There are many factors that may contribute to the prevalence of depression among the female population. From a physiological perspective, genes and hormones can play an important role. For example, compared to men, women may have a stronger genetic predisposition to developing depression and women are much more subjected to fluctuating hormone levels - especially around the time of childbirth and at menopause.
However social factors are also at play. In a recent study published by the United Nations, women are reportedly doing 2.6 times the amount of unpaid work that men do, including vital jobs like taking care of children, aging parents and managing households. Plus one can never underestimate the impact of increasing rates of sexual abuse and povery that women experience.

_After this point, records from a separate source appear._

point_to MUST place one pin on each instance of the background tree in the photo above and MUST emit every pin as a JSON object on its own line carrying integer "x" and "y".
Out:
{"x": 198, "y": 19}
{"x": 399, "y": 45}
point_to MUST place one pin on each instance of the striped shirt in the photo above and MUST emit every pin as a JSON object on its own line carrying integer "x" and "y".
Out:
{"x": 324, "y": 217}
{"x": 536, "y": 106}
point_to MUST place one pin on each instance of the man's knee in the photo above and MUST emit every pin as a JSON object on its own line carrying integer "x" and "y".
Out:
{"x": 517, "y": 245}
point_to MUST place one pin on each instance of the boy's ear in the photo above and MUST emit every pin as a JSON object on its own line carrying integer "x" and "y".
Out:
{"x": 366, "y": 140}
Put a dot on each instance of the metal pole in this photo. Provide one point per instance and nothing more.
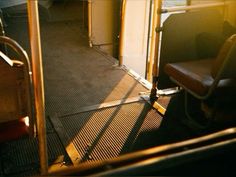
(37, 69)
(193, 7)
(122, 30)
(90, 22)
(152, 47)
(156, 55)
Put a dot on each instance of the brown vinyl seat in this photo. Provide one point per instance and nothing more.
(16, 103)
(207, 77)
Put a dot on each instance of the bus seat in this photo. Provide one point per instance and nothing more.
(16, 103)
(209, 77)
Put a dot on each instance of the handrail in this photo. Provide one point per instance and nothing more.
(122, 31)
(194, 7)
(37, 66)
(6, 58)
(208, 143)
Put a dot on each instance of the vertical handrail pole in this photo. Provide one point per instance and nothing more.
(152, 46)
(37, 69)
(90, 22)
(156, 55)
(122, 31)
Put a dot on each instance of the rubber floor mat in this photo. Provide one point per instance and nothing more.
(108, 132)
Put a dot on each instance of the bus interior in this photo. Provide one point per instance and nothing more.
(121, 87)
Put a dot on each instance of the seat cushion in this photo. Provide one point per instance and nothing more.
(193, 75)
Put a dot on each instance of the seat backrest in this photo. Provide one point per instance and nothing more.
(225, 62)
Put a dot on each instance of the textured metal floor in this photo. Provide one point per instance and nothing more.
(107, 132)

With respect to PMS, many women unconsciously accept mood swings, irritability, anger, anxiety, fatigue and frustration as “the norm” and simply cope with it.

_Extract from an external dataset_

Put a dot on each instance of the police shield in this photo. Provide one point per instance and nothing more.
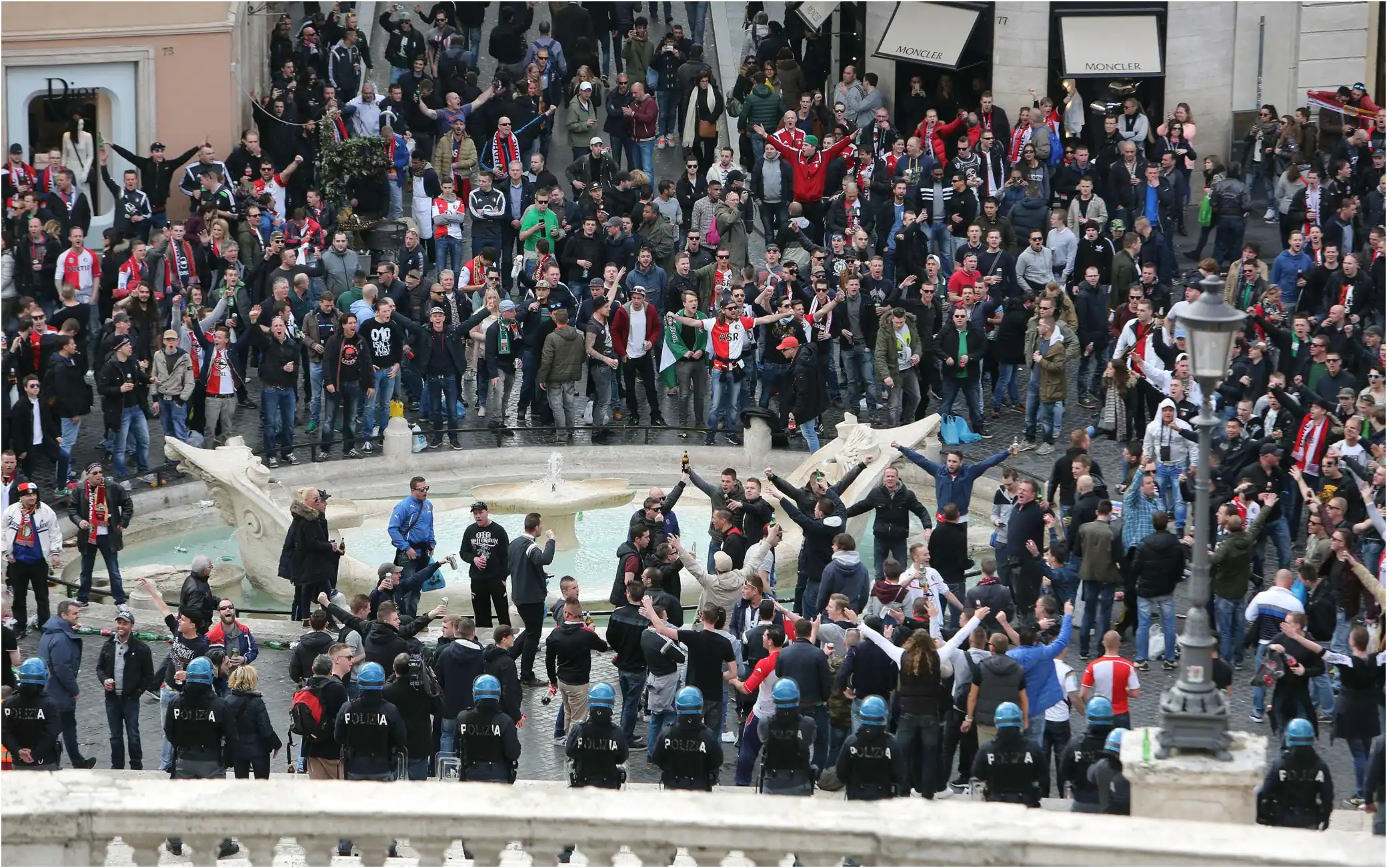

Indeed, all of this can be overwhelming. But surprisingly (and luckily!) there are a number of small, daily habits that can help reduce all of the above without adding too much more to a woman’s too-full plate.
- Exercise. Exercising increases the neuro-plasticity of your brain and releases neurochemicals called endorphins, which help to elevate your mood. Getting your heart rate up 20 minutes a day, five days a week, has also been scientifically proven to elevate emotions. So move your body and get those good feels on the regular!

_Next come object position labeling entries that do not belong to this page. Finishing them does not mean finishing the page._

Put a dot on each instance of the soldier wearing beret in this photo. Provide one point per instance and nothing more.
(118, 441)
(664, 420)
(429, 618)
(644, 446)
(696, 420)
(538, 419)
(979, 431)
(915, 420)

- Priorities and boundaries. Never underestimate the immense impact of becoming clear and holding true. This applies to work load, emotional load, and everything in-between. And btw, “No” can be a complete sentence.
- St. John’s wort (Hypericum perforatum). Used for centuries for mental health conditions and widely prescribed for depression in Europe, this wild-growing plant is associated with increasing levels of serotonin, dopamine and noradrenaline that lift and regulate mood. In fact, an in-depth review of 35 PubMed studies found that St. John’s wort reduced depression symptoms to a similar extent as prescription antidepressants -- with fewer side effects.
- Chaste tree berry. On the herbal tip, Chasteberry can help improve a range of PMS symptoms from moodiness to bloating. There’s also evidence that it can aid in the relief of menstrual-related headaches, anxiety, fatigue, sleep issues and breast pain. Also used for centuries to treat several menstrual problems, it’s jam-packed flavonoids help balance hormone levels.
- Diet. It always goes back to food as medicine, ladies. Eating a variety of healthy foods, getting enough fiber and cutting back on caffeine, alcohol and salt is key.
- Self-Love. Last but not least, recognize and conquer critical self attacks. Destructive thoughts are as powerful as a virus that brings on the flu, so speak to yourself as you would your best friend and treat yourself with the same tender care you endow upon a loved one. Make that the new #mood.
- Depression causes severe symptoms that affect how you feel, think, and handle daily activities, such as sleeping, eating, or working. Depression can be a serious illness and lead to an increased risk of suicide. If you or someone you know may have depression, talk to a healthcare provider.
- Combining St. John’s wort with certain antidepressants can lead to a potentially life-threatening increase of serotonin, a brain chemical targeted by antidepressants. Again, talk to your healthcare provider.
- Premenstrual dysphoric disorder (PMDD) is a severe form of PMS that causes physical and mood-related symptoms that seriously disrupt a woman's life and relationships. You guessed it, if this sounds familiar speak with your healthcare provider.